Introduction: Thermogenic activity in brown adipose tissue (BAT) induces fat loss and protects against cardiometabolic disorders as BAT takes up large amounts of triglyceride (TG)-derived fatty acids (FAs) for oxidation. Interestingly, this process shows a strong day-night rhythm (Van den Berg, Cell Rep 2018). The aim of the present study was to elucidate the molecular mechanisms underlying this diurnal rhythm.

Methods: BAT was collected from chow-fed male C57BL/6J mice at 3-hour intervals throughout a 24-hour period, and RNA-sequencing, lipidomics and ChIP-sequencing were performed. Oscillation was identified by JTK cycle. Knockout and overexpression models were used to study causal relationships in diurnal lipid handling by BAT.
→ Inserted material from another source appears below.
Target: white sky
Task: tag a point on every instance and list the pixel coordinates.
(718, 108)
Results: Out of the 13,549 expressed genes and 1,941 measured lipid species, 5,486 genes and 430 lipids were oscillating. Among the oscillating genes that were in synchrony with metabolic BAT activity, we could identify pronounced enrichment of genes involved in lipolysis, accompanied by oscillations of FA and monoacylglycerol content. This coincided with peak lipoprotein lipase (Lpl) expression, encoding the enzyme responsible for the liberation of FAs from lipoprotein-derived TGs, and was predicted to be driven by PPARγ activity. ChIP-sequencing indeed confirmed oscillated binding of PPARγ to genes involved in extracellular lipolysis, including Lpl. Of the known modulators of LPL activity, angiopoietin-like 4 (Angptl4) showed the largest diurnal amplitude opposite to Lpl. Subsequent kinetic experiments revealed that the diurnal rhythm in LPL activity and TG-derived FA uptake by BAT was flattened in Angptl4 engineered mice, with persistent high uptake in Angptl4 knockout mice and low uptake in Angptl4 overexpressing mice.

Conclusion: Our findings suggests involvement of PPARγ, and a crucial role for ANGPTL4 in mediating the day-night rhythm in BAT, and imply that time of day is essential when targeting LPL activity in BAT to improve metabolic health.